Centenaire Marcel Proust : Nouvelle édition roumaine de La Recherche dans la traduction de Cristian Fulaș

 

En tant que traducteur, la première chose à faire est de devenir l’autre, de penser avec lui, de parler sa langue, de penser ses pensées, de rêver presque ses rêves.

 

Cette année du centenaire de la mort de Marcel Proust, la maison d’édition roumaine Cartier publie une nouvelle version de La Recherche dans la traduction de l’écrivain Cristian Fulaș.

 

Le grand public, y compris le public français, vous connaît comme écrivain, auteur de romans, dont Iochka, publié cette année dans la traduction française de Florica et Jean-Louis Courriol aux Éditions La Peuplade. J’aimerais que vous nous parliez de l’autre aspect de votre travail littéraire, celui de traducteur. Depuis combien de temps vivez-vous cette autre passion et qu’est-ce qui vous y a conduit ?

J’ai commencé à traduire depuis mes années d’études universitaires, plus précisément depuis 2003. C’est toute une histoire : mes premières tentatives littéraires ont concerné la poésie. Peut-être conscient de mes limites en tant que poète, peut-être pour d’autres raisons qui m’échappent, j’ai abandonné la poésie et me suis tourné vers la traduction. Au départ, j’ai commencé par des romans policiers, des livres légers, Robert Ludlum, Stephen Connelly, J. D. Robb, des livres qui m’ont aidé à me forger la main et à adopter une certaine attitude vis-à-vis de la traduction.

Mais, pour l’essentiel, j’ai toujours été un traducteur. Ma vie professionnelle est celle d’un traducteur, ma carrière s’est déroulée autour de livres traduits, moins dans ma propre littérature. Je ne saurais dire quelle part de ce que je fais relève de la passion et quelle autre part de l’artisanat, les pourcentages, les parts qui reviennent à l’une ou l’autre de ces occupations m’échappent, mais je sais qu’il est presque impossible de m’imaginer faire autre chose.
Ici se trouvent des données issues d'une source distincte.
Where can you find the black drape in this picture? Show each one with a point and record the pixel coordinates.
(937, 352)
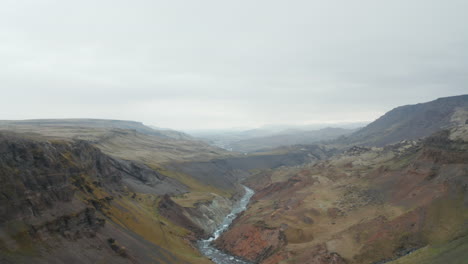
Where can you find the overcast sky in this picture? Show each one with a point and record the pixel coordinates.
(219, 64)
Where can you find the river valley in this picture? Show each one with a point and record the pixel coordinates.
(206, 246)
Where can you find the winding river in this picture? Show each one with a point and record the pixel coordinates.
(206, 247)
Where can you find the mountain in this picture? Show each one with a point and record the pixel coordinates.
(366, 205)
(116, 191)
(287, 138)
(411, 122)
(124, 139)
(270, 137)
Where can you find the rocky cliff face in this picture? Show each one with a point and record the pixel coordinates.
(367, 205)
(66, 201)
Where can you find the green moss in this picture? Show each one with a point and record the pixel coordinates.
(453, 252)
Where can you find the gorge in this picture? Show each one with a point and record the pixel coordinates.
(90, 191)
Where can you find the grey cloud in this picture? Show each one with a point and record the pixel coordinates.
(192, 64)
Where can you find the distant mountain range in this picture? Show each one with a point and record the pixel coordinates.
(411, 122)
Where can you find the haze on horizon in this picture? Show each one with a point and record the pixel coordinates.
(220, 64)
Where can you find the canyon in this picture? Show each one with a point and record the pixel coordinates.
(110, 191)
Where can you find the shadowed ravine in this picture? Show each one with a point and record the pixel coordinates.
(206, 246)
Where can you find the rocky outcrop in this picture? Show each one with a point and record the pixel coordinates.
(62, 201)
(254, 242)
(366, 205)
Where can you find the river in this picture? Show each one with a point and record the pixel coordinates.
(206, 246)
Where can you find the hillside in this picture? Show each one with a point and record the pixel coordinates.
(287, 138)
(363, 206)
(66, 201)
(124, 139)
(411, 122)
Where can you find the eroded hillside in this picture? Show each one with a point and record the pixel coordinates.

Parmi les auteurs que vous avez traduits figurent des noms connus de la littérature française. Citons ici Marcel Proust, Stéphane Mallarmé, Jean-Christophe Rufin de l’Académie française, Christophe Bataille, Mathias Énard, Nicolas Mathieu. Comment les avez-vous choisis et, plus généralement, comment choisissez-vous vos auteurs et les livres que vous traduisez ?

Tout écrivain ou traducteur est avant tout un lecteur. Un passionné, après tout. Il est l’un des lecteurs les plus informés et les plus professionnels. Et parfois, lorsque les étoiles s’alignent au mieux et que le destin joue en sa faveur, ce lecteur a la chance de choisir ses livres préférés de manière privilégiée, à savoir en les proposant à la traduction. La même personne devient une sorte d’auteur secondaire de ces livres, qu’elle écrit dans une langue étrangère. C’est, aussi bizarre que ce mot puisse paraître aujourd’hui, une sorte de bonheur. Le bonheur de partager avec d’autres ce que l’on aime, de donner au monde des versions de livres que l’on aime et de faire ainsi un peu de bien autour de soi. C’est une forme d’éthique, je ne saurais pas exactement comment la définir, mais c’est une forme plus profonde de communication avec l’autre qui souvent ne sait même pas qu’il est dans un contrat narratif où la voix qu’il entend quand il lit est celle du traducteur.

Si nous suivons attentivement la liste de votre bibliographie de traduction, nous arrivons inévitablement à l’œuvre monumentale de la littérature française, La Recherche de Marcel Proust. Quel courage faut-il à une personne pour dire un jour « Je veux traduire Proust » ? Comment qualifieriez-vous une telle décision ?

Sourions un peu, je pense que c’est le courage d’un fou. Je ne me suis jamais dit clairement « je veux traduire Proust ». Je comptais encore parmi ses millions de lecteurs, et tout est parti d’une discussion dans un bureau de rédaction, d’une liste de complaintes concernant les approches d’autres traducteurs, d’une simple discussion entre deux professionnels de la littérature. À la suite de cette discussion – que j’avais quelque peu oubliée, et qui n’avait de toute façon aucune raison de rester importante – j’ai reçu un contrat par courrier électronique, portant sur la traduction du premier volume de À la recherche du temps perdu. Cela m’a surpris, je l’admets. Mon premier réflexe a été de trouver un million d’excuses pour ne pas m’engager, de m’éloigner de cette proposition, de dire non. Puis j’ai changé d’avis et je suis entré dans le texte. Lentement, par une relecture angoissante qui m’a longtemps bloqué sur place, puis par diverses approximations de ce que je pensais et pense toujours être la bonne façon de dire l’œuvre de Proust en roumain.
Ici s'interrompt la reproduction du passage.